HONG KONG — Asian markets fell on Tuesday after a tough day on Wall Street but were spared the full extent of the pain felt in the United States, thanks in part to a dearth of big technology names that trade in the region.
Markets in Asia were down less than 1 percent by midday after a sharper drop the day before in New York, suggesting that Wall Street’s painful Monday would not turn into a global rout. Underlining that point, futures that track major United States stock indexes were modestly higher in Asian trading on Tuesday, meaning that many investors see a better day coming.
For the most part, global markets are responding to the same signals. Investors around the world have been unnerved by the prospect of a full-blown trade war between the United States and China as the two erect tit-for-tat trade barriers.
More generally, global markets have risen roughly in tandem over the past couple of years as the economies of the United States, Europe and China have appeared to all be humming along together at a healthy clip for the first time in years. After such a long run-up, many investors naturally wonder how much longer the good times will last.
But Monday’s slump in the United States has another driver that other world markets lack: big-time technology companies.

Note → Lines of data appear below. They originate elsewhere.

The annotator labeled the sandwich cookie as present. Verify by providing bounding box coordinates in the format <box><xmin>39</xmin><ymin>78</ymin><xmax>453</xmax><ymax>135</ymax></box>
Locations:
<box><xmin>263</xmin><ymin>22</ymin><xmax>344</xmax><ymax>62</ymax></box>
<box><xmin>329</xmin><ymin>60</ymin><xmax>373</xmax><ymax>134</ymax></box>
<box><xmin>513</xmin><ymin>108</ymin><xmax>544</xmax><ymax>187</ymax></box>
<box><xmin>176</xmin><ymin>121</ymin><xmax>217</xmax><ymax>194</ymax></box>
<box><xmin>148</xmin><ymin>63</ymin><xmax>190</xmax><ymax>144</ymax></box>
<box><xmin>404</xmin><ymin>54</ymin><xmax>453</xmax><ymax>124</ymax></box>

Amazon, Facebook, Microsoft, Intel and Tesla were among the major contributors to Monday’s stock slump on Wall Street. Amazon faces pressure from President Trump, while Facebook continues to grapple with privacy concerns and Tesla has been hit by a succession of negative headlines.
Tech shares were among the worst performers in other markets too, like China, Japan and Hong Kong. But the world’s biggest technology companies primarily trade in the United States.
China is home to digital giants like the Alibaba Group, the online retailer. But many Chinese technology companies, like Alibaba, trade in the United States as a way to reach global investors. Alibaba’s shares joined the American tech rout on Monday, falling more than 3 percent, while shares of the Chinese search company Baidu fell more than 1 percent.
One notable exception to the trend toward trading in the United States is Tencent Holdings, a Chinese social media and gaming conglomerate that trades in Hong Kong. Its shares were down less than 1 percent midday on Tuesday.